Par courriel du 16 juin 2021, Monsieur … soumit, auprès du ministère, une demande de remboursement des frais de scolarité pour ses deux enfants, … et …, à l’école internationale de … au …, pour le premier trimestre de l’année scolaire 2021/2022.

Par courriel du 30 juin 2021, l’agent en charge de son dossier auprès du ministère informa Monsieur … que sa demande de remboursement des frais de scolarité ne saurait être accueillie, dans les termes suivants :

« (…) Ce département se réfère à ses récentes discussions avec les juristes du Ministère de la Fonction publique et de la Réforme administrative dans le cadre de la réforme du cadre légal du statut financier, et plus précisément les droits aux indemnités et accessoires d’un agent en poste en congé sans traitement.

Il s’avère donc que ce Département doit proratiser les avantages en fonction de la tâche de l’agent. Or, comme tu n’exerces pas de tâche, ni complète ni partielle, mais que tu es en congé sans traitement à 100%, un remboursement des frais de scolarité pour tes enfants ne peut être accordée. Nous sommes en train de vérifier avec les juristes si nous pouvons émettre une dispense de remboursement des frais scolaires pour l’année 2020-2021 et te tiendrons évidemment au courant des suites. (…) ».
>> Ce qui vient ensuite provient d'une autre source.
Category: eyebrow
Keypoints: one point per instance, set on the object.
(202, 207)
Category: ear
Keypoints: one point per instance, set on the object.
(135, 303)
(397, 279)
Par courriel du 17 novembre 2021, Monsieur … soumit, auprès du ministère, une deuxième demande de remboursement des frais de scolarité pour ses deux enfants, … et …, à l’école internationale de … au …, pour le reste de l’année scolaire 2021/2022.

Monsieur … adressa un courriel de rappel au ministère en date du 6 janvier 2022 afin de s’enquérir de ses demandes de remboursement des frais de scolarité des 16 juin et 17 novembre 2021.

Par courrier daté au 13 janvier 2022, transmis par courriel du 19 janvier 2022, le ministre des Affaires étrangères et européennes sollicita auprès du ministre des Finances l’accord de refuser les demandes de remboursement des frais de scolarité de Monsieur …, le courrier étant libellé comme suit :

« (…) Objet : Statut financier des missions diplomatiques à l’étranger Demande de remboursement des frais exceptionnels de scolarité de Monsieur … Conformément aux dispositions de l’article 4 du règlement grand-ducal du 1er août 1988 fixant le statut financier des missions diplomatiques et consulaires à l’étranger et de leurs agents, je me propose de refuser de verser à Monsieur … le montant remboursable au titre des frais exceptionnels de scolarité exposés pour l’année scolaire 2021/2022, vu l’absence d’exercice d’une tâche complète ou partielle de l’agent.

Depuis le 1er mars 2020 l’agent est en congé sans traitement à 100%, de ce fait un remboursement des frais de scolarité pour les enfants de Monsieur … ne peut plus être accordé.

Je vous saurais gré de bien vouloir marquer votre accord, comme le prévoit l’article 4 dont il est question ci-dessus. (…) ».

Par requête déposée au greffe du tribunal administratif en date du 14 mars 2022, inscrite sous le numéro 47175 du rôle, Monsieur … a fait introduire un recours tendant principalement à la réformation et subsidiairement à l’annulation de la « décision » du ministère du 30 juin 2021 refusant de faire droit à sa demande de remboursement des frais de scolarité du 16 juin 2021 et contre une décision implicite de refus du ministre des Affaires étrangères eteuropéennes résultant de son silence suite à la demande de remboursement des frais de scolarité de Monsieur … du 17 novembre 2021.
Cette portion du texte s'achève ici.